The conversation around these moves dominated NBA conversation even during the season, but this year there is none of that to be found. The star considered most likely to demand a move, Washington’s Bradley Beal, signed a contract extension instead, and no blockbuster trades seem imminent. Speculation around Minnesota’s Karl Anthony Towns has quieted as his team has started the season well, and in any case he has several years left on his current contract. No stars seem to be unhappy, so there is little oxygen to feed the cycle of speculation around player movement.
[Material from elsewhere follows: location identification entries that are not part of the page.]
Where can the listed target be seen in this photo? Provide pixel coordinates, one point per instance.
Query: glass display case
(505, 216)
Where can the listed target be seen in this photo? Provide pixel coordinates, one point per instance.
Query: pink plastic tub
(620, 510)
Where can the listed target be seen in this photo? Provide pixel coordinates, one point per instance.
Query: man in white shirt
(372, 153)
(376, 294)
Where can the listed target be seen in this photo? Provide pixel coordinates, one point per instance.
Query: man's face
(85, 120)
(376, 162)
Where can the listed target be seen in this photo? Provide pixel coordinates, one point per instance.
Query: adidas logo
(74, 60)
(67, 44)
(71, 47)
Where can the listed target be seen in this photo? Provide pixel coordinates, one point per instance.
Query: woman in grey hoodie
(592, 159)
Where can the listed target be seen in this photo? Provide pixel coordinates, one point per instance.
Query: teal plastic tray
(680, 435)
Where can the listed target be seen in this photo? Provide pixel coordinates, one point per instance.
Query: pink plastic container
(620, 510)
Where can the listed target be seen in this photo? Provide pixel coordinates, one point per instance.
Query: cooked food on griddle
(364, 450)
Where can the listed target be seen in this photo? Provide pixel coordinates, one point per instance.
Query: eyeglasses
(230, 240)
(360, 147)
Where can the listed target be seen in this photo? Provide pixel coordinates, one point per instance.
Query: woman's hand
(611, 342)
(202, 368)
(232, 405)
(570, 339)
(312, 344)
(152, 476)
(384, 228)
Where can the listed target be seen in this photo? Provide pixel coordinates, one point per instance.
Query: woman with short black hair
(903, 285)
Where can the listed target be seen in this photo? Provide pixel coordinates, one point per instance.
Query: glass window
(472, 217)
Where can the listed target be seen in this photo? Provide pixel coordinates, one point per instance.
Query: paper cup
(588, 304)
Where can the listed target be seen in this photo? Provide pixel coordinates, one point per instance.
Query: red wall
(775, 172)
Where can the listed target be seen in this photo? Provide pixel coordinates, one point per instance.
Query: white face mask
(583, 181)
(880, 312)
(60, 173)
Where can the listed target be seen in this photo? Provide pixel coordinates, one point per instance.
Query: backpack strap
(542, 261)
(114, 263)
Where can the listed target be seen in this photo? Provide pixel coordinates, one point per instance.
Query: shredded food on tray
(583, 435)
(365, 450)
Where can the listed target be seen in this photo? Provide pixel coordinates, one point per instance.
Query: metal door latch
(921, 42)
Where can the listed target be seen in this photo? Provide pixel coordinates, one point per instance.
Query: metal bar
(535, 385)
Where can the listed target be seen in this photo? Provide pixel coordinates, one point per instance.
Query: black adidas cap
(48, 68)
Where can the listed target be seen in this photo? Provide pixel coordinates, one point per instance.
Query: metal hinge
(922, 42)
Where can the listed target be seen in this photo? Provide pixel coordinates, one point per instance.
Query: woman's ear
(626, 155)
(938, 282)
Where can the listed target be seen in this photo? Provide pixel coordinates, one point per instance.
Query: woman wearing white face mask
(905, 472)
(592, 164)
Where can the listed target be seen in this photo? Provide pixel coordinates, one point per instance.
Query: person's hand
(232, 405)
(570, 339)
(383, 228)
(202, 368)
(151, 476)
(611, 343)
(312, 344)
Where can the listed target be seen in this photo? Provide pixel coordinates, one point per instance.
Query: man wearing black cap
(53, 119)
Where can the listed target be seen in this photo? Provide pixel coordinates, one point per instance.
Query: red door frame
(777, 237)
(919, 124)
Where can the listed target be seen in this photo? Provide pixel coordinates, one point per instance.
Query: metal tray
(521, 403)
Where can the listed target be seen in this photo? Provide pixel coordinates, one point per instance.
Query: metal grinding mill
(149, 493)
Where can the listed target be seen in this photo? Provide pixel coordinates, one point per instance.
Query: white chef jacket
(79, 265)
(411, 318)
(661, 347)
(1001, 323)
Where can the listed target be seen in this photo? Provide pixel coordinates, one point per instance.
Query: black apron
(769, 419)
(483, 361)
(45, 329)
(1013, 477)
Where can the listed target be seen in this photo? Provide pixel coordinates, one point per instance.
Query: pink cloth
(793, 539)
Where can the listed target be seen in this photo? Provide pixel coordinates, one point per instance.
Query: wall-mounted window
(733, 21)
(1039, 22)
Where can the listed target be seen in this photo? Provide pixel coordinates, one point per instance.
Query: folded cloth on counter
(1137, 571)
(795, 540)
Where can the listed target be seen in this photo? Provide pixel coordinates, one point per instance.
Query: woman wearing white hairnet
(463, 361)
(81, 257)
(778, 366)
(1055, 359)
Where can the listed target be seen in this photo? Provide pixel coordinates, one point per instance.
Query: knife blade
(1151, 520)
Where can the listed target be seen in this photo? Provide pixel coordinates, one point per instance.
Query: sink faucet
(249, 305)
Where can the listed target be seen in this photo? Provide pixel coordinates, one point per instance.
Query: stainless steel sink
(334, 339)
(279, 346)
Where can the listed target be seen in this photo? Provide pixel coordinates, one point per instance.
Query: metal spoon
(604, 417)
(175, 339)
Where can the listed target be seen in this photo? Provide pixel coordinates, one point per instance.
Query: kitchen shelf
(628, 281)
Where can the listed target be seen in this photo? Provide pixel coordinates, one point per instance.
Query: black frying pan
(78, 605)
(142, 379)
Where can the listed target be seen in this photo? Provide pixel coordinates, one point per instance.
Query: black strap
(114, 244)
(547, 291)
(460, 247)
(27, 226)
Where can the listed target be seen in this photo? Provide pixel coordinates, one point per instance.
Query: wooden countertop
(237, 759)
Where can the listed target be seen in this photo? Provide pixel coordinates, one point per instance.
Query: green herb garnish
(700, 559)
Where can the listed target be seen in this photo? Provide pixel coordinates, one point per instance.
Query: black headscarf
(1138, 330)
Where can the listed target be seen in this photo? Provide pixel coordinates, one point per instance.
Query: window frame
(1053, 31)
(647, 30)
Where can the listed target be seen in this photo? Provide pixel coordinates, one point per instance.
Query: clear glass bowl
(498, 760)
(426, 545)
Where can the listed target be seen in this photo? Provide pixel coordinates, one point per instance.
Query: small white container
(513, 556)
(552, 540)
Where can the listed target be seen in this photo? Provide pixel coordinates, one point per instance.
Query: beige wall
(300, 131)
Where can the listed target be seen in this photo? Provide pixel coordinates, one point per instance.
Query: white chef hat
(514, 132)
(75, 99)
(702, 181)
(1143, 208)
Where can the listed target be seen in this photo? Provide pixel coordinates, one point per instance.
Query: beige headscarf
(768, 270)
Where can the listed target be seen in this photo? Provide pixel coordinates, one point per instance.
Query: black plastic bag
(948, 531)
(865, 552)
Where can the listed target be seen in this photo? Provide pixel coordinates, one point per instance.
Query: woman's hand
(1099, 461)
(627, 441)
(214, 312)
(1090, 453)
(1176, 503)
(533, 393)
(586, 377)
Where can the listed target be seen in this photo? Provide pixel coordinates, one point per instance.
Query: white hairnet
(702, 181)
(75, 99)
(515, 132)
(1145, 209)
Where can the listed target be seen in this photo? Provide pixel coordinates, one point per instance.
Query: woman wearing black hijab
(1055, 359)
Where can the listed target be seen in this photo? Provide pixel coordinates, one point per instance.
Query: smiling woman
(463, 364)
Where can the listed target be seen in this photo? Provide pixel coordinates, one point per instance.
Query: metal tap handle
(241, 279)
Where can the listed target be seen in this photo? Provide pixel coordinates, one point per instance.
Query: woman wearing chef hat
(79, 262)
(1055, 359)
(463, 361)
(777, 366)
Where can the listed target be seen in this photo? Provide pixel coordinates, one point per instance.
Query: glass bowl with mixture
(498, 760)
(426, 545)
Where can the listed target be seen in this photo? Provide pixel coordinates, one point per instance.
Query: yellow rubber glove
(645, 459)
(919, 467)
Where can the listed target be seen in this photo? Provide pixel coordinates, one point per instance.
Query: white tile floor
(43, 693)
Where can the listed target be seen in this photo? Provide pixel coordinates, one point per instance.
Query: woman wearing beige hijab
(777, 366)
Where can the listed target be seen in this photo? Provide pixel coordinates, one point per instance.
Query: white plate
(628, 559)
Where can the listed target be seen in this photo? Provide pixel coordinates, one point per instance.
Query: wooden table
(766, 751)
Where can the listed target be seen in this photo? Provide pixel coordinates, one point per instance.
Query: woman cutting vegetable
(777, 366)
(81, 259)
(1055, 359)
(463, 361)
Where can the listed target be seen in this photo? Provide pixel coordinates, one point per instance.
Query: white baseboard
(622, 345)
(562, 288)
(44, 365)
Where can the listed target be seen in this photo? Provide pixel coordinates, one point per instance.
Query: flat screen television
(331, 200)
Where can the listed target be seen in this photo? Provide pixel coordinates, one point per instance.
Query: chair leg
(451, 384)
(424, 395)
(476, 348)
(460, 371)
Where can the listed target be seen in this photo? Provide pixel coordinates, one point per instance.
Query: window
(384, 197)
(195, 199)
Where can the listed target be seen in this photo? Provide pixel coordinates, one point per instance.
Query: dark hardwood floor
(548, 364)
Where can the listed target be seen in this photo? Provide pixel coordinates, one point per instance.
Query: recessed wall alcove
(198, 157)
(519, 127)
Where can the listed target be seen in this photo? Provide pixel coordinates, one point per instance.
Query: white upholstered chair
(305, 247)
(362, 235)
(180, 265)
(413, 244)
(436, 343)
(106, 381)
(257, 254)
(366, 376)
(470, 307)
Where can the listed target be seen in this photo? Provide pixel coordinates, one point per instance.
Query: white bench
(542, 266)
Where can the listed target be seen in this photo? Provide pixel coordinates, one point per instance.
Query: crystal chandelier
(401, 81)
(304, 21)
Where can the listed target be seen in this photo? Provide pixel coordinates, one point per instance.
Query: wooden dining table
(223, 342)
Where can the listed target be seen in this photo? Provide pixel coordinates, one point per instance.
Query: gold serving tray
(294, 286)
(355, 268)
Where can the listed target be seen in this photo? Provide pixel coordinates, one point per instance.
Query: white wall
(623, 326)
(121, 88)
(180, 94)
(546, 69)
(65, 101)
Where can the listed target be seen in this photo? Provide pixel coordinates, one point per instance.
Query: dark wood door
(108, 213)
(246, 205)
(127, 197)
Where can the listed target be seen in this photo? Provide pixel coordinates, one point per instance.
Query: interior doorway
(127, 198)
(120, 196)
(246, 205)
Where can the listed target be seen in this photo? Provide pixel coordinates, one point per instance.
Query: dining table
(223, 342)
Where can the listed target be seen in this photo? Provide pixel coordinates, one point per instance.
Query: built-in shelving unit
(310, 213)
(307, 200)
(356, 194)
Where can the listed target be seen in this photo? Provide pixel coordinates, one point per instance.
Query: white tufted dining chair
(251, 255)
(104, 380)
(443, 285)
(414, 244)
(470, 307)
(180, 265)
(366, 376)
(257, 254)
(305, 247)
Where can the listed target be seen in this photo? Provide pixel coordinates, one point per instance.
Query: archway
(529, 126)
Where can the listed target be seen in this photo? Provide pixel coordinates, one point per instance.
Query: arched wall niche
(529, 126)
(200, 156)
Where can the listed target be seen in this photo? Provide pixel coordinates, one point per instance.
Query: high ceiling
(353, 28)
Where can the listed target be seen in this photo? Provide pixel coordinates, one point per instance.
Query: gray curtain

Oklahoma City has likely tried to trade future Hall of Fame point guard Chris Paul, but his contract is so large and onerous that few suitors appear interested. What trade conversation there is centers around lesser names such as Orlando’s Aaron Gordon and Cleveland’s Kevin Love.
In a podcast during the NBA Finals, ESPN’s Zach Lowe acknowledged the fact that the actual games seemed to be a secondary storyline to the impending free agency of Leonard and trade of Davis, even though Leonard was on the verge of clinching the NBA championship and winning Finals MVP! I remember being taken aback by this when I heard the episode as it aired- this is someone who is paid to watch and appreciate the game talking. If the enjoyment of someone like him can be affected by the player movement conversation, imagine how the mass of more casual fans must feel.
It may be that all of this talk of ratings decline is just a temporary blip, and that things will start to pick up as soon as the new year (when competition from the NFL has faded). When their stars return next year, the Warriors will likely be a relevant force in the league again. In the long run, the lack of player movement this year is actually a breath of fresh air, and in the long run it may help the league. It was always unrealistic to expect a superstar to change teams every year, and the league and fans would have to adapt to that. When the actual product being put forward for fans’ enjoyment becomes seen as secondary itself, it is never a healthy state of affairs for any sport. One hopes that there is still time for expectations to reset themselves, and that, by putting the spectacle of player movement first for too long, the NBA has not done itself too much damage to easily undo.